At H1, we believe access to the best healthcare information is a basic human right. Our mission is to provide a platform that can optimally inform every doctor interaction globally. This promotes health equity and builds needed trust in healthcare systems. To accomplish this our teams harness the power of data and AI-technology to unlock groundbreaking medical insights and convert those insights into action that result in optimal patient outcomes and accelerates an equitable and inclusive drug development lifecycle. Visit h1.co to learn more about us. We are looking for an AI Scientist to join a dedicated team building and evolving a clinical data platform serving the clinical operations space. You will design and implement machine learning models that power insights across the clinical trial lifecycle — working with large-scale healthcare datasets spanning publications, clinical trials, medical claims, and provider data. This is a backend, data-intensive role. You will work at the intersection of machine learning research and production data systems, building models that run at scale and integrate into real-world clinical workflows. You should be comfortable moving from research to implementation in a fast-paced, applied setting.
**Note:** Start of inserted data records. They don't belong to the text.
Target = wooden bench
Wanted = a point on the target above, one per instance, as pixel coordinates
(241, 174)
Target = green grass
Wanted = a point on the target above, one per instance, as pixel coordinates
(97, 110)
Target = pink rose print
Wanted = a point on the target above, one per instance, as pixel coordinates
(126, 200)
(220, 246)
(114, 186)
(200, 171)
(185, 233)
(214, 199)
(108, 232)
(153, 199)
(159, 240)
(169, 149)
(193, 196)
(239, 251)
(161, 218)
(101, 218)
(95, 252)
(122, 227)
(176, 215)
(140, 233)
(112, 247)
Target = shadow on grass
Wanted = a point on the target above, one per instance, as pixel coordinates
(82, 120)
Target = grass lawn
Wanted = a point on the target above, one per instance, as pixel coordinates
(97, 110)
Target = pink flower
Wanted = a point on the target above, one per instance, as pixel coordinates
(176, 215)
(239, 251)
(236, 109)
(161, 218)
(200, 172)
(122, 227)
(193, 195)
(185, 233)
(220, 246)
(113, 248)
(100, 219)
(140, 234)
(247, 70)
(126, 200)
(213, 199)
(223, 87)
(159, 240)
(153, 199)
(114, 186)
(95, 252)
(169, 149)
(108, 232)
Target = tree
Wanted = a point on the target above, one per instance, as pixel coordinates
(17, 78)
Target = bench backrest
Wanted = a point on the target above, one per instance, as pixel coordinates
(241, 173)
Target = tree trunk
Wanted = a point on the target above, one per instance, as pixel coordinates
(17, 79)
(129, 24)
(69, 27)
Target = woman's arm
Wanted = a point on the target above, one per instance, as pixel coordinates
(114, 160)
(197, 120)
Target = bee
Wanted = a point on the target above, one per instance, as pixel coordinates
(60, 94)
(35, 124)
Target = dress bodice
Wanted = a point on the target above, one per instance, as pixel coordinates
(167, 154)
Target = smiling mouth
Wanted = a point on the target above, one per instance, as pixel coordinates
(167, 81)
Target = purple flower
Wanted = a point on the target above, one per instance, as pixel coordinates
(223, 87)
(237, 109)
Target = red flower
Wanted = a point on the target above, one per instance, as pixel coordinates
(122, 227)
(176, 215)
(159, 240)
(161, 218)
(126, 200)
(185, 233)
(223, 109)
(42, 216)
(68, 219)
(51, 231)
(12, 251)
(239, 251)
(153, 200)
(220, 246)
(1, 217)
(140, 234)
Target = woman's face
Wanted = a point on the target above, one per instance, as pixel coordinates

WHAT YOU'LL DO AT H1
Design, develop, and deploy machine learning models to extract insights from clinical and healthcare data — including NLP tasks across publications, trial records, and medical claims
Build and optimize ML pipelines on large-scale distributed systems using Apache Spark and cloud-native tools
Work with structured and unstructured data sources to develop predictive models, classification systems, and entity resolution approaches
Collaborate with data engineers to integrate ML models into production ETL pipelines and ensure scalability and reliability
Partner with MLOps teams to operationalize models — including monitoring, retraining, and versioning workflows
Evaluate and benchmark model performance and present findings to both technical and non-technical stakeholders
Stay current with advances in NLP, deep learning, and healthcare-specific AI applications to identify opportunities for innovation
ABOUT YOU
A rigorous, applied scientist who moves confidently from research to production — you build models that ship
Someone who understands the realities of working with messy, large-scale healthcare data and can design around its limitations
Collaborative and communicative — comfortable working with data engineers, MLOps practitioners, and product teams
Curious about the clinical space and quick to develop domain intuition around trial processes, provider data, and healthcare terminology
Confident owning technical decisions and presenting trade-offs clearly to both technical and business stakeholders
REQUIREMENTS
5+ years of hands-on experience in machine learning, data science, or applied AI roles
Strong proficiency in Python; working knowledge of SQL and R
Deep experience with ML frameworks such as TensorFlow and PyTorch
Proven experience building and running models on large-scale data pipelines using Apache Spark (PySpark)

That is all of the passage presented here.